Gov. Bill Walker has introduced a bill to trim the Commercial Fisheries Entry Commission.
The CFEC, the state agency that manages commercial fishing limited entry permits, is a relatively small agency with an approximately $3.6 million operating budget in the final fiscal year 2017 budget. Walker introduced a set of bills in the House and the Senate on Saturday to cut $78,733 out of the agency’s annual operating budget by reducing pay for the eight positions on the commission from range 27 to range 24, according to the fiscal note attached to the bill, and moving employees from the exempt service to the classified service.
State employees are paid on a spectrum of steps within numerical ranges. As it stands, CFEC commissioners are paid between $8,289 and $9,900 per month, within range 27. Under Walker’s bills, the range would be dropped to between $7,225 and $8,569 per month.
The bill is the latest attempt from Walker’s office to reform the CFEC. An audit of the agency released in 2015 accused the agency of being inefficient and ineffective in its job of adjudicating and administering licenses. Walker signed an administrative order in February 2016 to collapse some of the agency’s functions within the Alaska Department of Fish and Game, raising a cry from commercial fishermen of conflict of interest. A lawsuit filed by Southeast Alaska gillnetter Robert Thorstensen and later joined by the United Fishermen of Alaska opposing the administrative order wound its way through the state courts last year, only to be dismissed in July.
The Legislature has tried multiple times to reform the agency as well. Two bills in 2014 would have completely dismantled the agency and delegated its authority to Fish and Game, but both failed to make it out of committee. Rep.

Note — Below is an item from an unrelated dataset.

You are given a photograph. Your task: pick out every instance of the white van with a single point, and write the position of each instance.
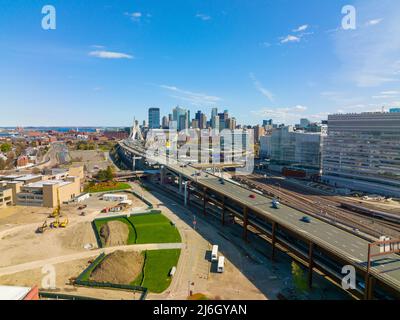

Louise Stutes, R-Kodiak, introduced another similar bill in 2015 that was also held in the House Resources Committee.
Stutes wrote in her sponsor’s statement on the 2015 bill that eliminating the CFEC would offer significant cost savings to the state by cutting personnel and streamlining the permitting process.
“In times of limited budgetary resources we need to look hard at making cuts to keep vital state services in place and I feel the bill (from 2015) will accomplish exactly that,” she wrote.
Walker’s office didn’t return requests for comment on the bill introduced Saturday. The Legislature has already run past its 90-day limit into an additional 30 days of overtime, tied up in heated debates over how to fix the state’s budget crisis.
The United Fishermen of Alaska made note of the CFEC bill in a legislative update to its members, but President Jerry McCune said the organization didn’t want to make a statement on the bill yet until after the meeting scheduled for April 26. UFA opposed Stutes’ bill in 2015, urging the Legislature to wait until there had been a full analysis of the two audits of the CFEC.
CFEC Commissioner Bruce Twomley declined to comment on the bill.
No hearing had been scheduled for the bill yet as of Wednesday morning.